# License Plate Detector using MobilenetV3Small SSD

### Load Dataset

In [1]:
# !pip3 install torch torchvision torchaudio --index-url https://download.pytorch.org/whl/cu124

In [2]:
import os
import torch
import torch.utils.data
import torchvision
from PIL import Image
from pycocotools.coco import COCO

class CustomDataset(torch.utils.data.Dataset):
    def __init__(self, root, annotation, transforms=None):
        self.root = root
        self.transforms = transforms
        self.coco = COCO(annotation)
        self.ids = list(sorted(self.coco.imgs.keys()))

    def __getitem__(self, index):
        # Own coco file
        coco = self.coco
        # Image ID
        img_id = self.ids[index]
        # List: get annotation id from coco
        ann_ids = coco.getAnnIds(imgIds=img_id)
        # Dictionary: target coco_annotation file for an image
        coco_annotation = coco.loadAnns(ann_ids)
        # path for input image
        path = coco.loadImgs(img_id)[0]['file_name']
        # open the input image
        img = Image.open(os.path.join(self.root, path))
        img = img.convert("RGB")

        # number of objects in the image
        num_objs = len(coco_annotation)

        # Bounding boxes for objects
        # In coco format, bbox = [xmin, ymin, width, height]
        # In pytorch, the input should be [xmin, ymin, xmax, ymax]
        boxes = []
        for i in range(num_objs):
            xmin = coco_annotation[i]['bbox'][0]
            ymin = coco_annotation[i]['bbox'][1]
            xmax = xmin + coco_annotation[i]['bbox'][2]
            ymax = ymin + coco_annotation[i]['bbox'][3]
            boxes.append([xmin, ymin, xmax, ymax])
        boxes = torch.as_tensor(boxes, dtype=torch.float32)
        # Labels (In my case, I only one class: target class or background)
        labels = torch.ones(num_objs, dtype=torch.int64)
        # Tensorise img_id
        img_id = torch.tensor(img_id)
        # Size of bbox (Rectangular)
        areas = []
        for i in range(num_objs):
            areas.append(coco_annotation[i]['area'])
        areas = torch.as_tensor(areas, dtype=torch.float32)
        # Iscrowd
        iscrowd = torch.zeros((num_objs,), dtype=torch.int64)

        if num_objs == 0:
            boxes = torch.zeros((0, 4), dtype=torch.float32)
            labels = torch.zeros((0,), dtype=torch.int64)
            areas = torch.zeros((0,), dtype=torch.float32)
            iscrowd = torch.zeros((0,), dtype=torch.int64)

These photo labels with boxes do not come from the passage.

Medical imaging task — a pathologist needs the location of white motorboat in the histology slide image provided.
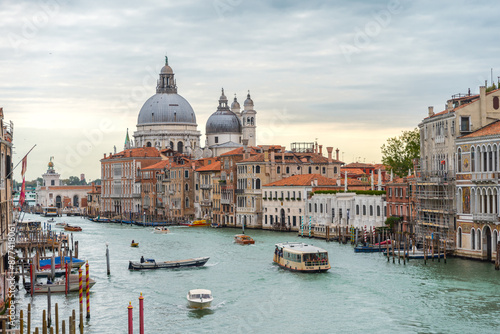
[153,226,170,234]
[187,289,214,309]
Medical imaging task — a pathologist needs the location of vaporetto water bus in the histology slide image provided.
[273,242,331,273]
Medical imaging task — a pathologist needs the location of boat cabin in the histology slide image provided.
[273,242,331,272]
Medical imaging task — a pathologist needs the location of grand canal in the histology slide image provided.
[13,215,500,334]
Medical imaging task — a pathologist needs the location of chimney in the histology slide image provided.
[446,100,453,111]
[478,86,486,130]
[326,147,333,164]
[429,106,434,117]
[241,139,250,159]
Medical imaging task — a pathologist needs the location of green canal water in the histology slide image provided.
[10,216,500,334]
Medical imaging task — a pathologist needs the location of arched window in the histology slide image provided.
[470,147,476,172]
[470,229,476,250]
[457,227,462,248]
[457,147,462,173]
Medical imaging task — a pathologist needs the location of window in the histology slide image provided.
[457,147,462,173]
[457,227,462,248]
[460,116,470,132]
[470,229,476,250]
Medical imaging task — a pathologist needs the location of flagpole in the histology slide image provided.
[5,144,36,179]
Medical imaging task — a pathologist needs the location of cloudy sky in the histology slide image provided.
[0,0,500,180]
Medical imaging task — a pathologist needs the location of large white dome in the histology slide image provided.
[137,93,196,125]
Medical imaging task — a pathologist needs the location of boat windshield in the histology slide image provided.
[304,252,328,265]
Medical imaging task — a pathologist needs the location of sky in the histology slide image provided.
[0,0,500,180]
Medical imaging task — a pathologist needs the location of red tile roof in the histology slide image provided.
[196,161,220,172]
[264,174,337,187]
[459,121,500,139]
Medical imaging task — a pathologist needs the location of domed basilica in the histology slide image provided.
[131,57,256,158]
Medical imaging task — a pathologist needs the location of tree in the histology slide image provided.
[381,128,420,177]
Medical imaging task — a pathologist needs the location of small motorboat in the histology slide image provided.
[64,224,82,232]
[128,257,209,270]
[234,234,255,245]
[153,226,170,234]
[187,289,214,309]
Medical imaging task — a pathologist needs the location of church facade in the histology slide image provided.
[132,57,257,159]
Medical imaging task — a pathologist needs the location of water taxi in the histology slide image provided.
[273,242,331,273]
[186,289,214,309]
[234,234,255,245]
[181,219,210,227]
[153,226,170,234]
[64,224,82,232]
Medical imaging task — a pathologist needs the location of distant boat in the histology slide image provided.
[153,226,170,234]
[128,257,209,270]
[273,242,331,273]
[186,289,214,309]
[64,224,82,232]
[234,234,255,245]
[180,219,210,227]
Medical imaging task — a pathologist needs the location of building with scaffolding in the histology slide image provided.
[415,86,500,249]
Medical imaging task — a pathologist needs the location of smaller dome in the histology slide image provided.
[160,65,174,74]
[231,96,240,109]
[243,91,253,107]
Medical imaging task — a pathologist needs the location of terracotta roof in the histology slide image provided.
[221,146,261,156]
[241,152,340,164]
[104,147,160,159]
[196,161,220,172]
[342,162,375,168]
[459,121,500,139]
[142,159,170,170]
[264,174,337,187]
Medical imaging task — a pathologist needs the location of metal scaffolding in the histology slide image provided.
[415,164,456,249]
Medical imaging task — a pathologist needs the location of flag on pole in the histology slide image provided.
[19,155,28,208]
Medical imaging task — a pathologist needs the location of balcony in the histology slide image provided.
[471,172,500,184]
[473,213,499,222]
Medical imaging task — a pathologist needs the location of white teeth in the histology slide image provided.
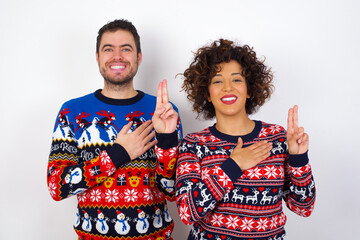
[110,66,125,69]
[221,97,236,102]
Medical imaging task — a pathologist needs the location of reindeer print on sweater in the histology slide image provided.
[175,121,315,240]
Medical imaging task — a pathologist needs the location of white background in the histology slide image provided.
[0,0,360,240]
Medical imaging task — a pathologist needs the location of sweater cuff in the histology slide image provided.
[107,143,131,168]
[220,158,243,182]
[289,152,309,167]
[155,131,178,150]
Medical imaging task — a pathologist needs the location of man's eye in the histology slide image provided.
[233,79,243,82]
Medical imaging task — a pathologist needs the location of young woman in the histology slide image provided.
[175,39,315,240]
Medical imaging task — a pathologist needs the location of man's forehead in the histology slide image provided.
[100,29,135,47]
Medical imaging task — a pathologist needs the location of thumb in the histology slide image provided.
[237,137,243,148]
[119,121,133,134]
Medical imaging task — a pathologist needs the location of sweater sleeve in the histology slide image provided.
[284,152,316,217]
[47,105,130,201]
[155,115,182,201]
[175,139,236,224]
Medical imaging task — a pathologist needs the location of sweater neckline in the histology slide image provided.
[95,89,145,105]
[209,120,262,143]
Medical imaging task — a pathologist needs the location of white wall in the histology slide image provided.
[0,0,360,240]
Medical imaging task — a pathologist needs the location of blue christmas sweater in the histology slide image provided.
[175,121,315,240]
[47,90,182,240]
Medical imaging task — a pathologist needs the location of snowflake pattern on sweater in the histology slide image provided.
[175,121,315,240]
[47,90,182,240]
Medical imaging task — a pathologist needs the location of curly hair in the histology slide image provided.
[182,39,274,119]
[96,19,141,53]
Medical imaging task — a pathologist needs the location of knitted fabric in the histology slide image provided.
[175,121,315,240]
[47,90,182,240]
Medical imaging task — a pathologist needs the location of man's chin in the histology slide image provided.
[104,77,133,86]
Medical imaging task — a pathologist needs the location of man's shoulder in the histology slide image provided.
[63,92,96,107]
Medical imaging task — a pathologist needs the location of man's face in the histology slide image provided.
[96,30,142,85]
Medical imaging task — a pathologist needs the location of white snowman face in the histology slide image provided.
[118,213,125,220]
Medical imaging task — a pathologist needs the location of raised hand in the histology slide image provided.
[286,105,309,154]
[152,80,178,133]
[115,120,157,160]
[230,137,272,171]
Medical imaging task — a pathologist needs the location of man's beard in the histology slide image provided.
[100,62,138,87]
[102,74,135,87]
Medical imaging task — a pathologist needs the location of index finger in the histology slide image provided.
[294,105,299,129]
[162,79,169,103]
[156,82,162,107]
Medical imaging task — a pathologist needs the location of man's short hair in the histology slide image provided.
[96,19,141,54]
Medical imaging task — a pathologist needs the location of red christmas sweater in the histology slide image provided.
[47,90,181,240]
[175,121,315,240]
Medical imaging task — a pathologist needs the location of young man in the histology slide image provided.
[47,20,182,240]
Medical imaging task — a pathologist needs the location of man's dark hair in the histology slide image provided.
[96,19,141,54]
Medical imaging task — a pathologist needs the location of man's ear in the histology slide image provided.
[138,52,142,65]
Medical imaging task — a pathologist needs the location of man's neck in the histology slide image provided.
[101,84,138,99]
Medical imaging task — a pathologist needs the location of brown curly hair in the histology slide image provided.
[182,39,274,119]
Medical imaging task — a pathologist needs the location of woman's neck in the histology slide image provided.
[215,115,255,136]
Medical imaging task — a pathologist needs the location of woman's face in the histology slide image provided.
[208,60,249,119]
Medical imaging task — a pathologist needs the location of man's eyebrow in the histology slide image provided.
[215,73,242,77]
[101,43,133,50]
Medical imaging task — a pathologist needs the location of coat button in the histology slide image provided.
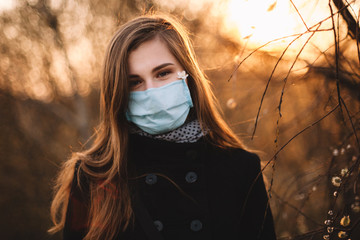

        # Annotation is in dictionary format
        my_annotation = {}
        my_annotation["boxes"] = boxes
        my_annotation["labels"] = labels
        my_annotation["image_id"] = img_id
        my_annotation["area"] = areas
        my_annotation["iscrowd"] = iscrowd

        if self.transforms is not None:
            if not isinstance(img, Image.Image):
                img = Image.fromarray(img)
            img = self.transforms(img)

        return img, my_annotation

    def __len__(self):
        return len(self.ids)

In [3]:
from torchvision.transforms import v2 as T


def get_transform(train):
    transforms = []
    if train:
        transforms.append(T.RandomHorizontalFlip(0.5))
    transforms.append(T.ToDtype(torch.float, scale=True))
    transforms.append(torchvision.transforms.ToTensor())
    return T.Compose(transforms)

In [4]:
# path to your own data and coco file
import utils
train_data_dir = 'data/train'
train_coco = 'data/train/_annotations.coco.json'

test_data_dir = 'data/test'
test_coco = 'data/test/_annotations.coco.json'

valid_data_dir = 'data/valid'
valid_coco = 'data/valid/_annotations.coco.json'

# create own Dataset
train_ds = CustomDataset(root=train_data_dir,
                          annotation=train_coco,
                          transforms=get_transform(train=True)
                          )

test_ds = CustomDataset(root=test_data_dir,
                          annotation=test_coco,
                          transforms=get_transform(train=False)
                          )

valid_ds = CustomDataset(root=valid_data_dir,
                          annotation=valid_coco,
                          transforms=get_transform(train=False)
                          )

# collate_fn needs for batch
def collate_fn(batch):
    return tuple(zip(*batch))

# Batch size
train_batch_size = 8
test_batch_size = 8
valid_batch_size = 8

# own DataLoader
train_loader = torch.utils.data.DataLoader(train_ds,
                                          batch_size=train_batch_size,
                                          shuffle=True,
                                          collate_fn=utils.collate_fn)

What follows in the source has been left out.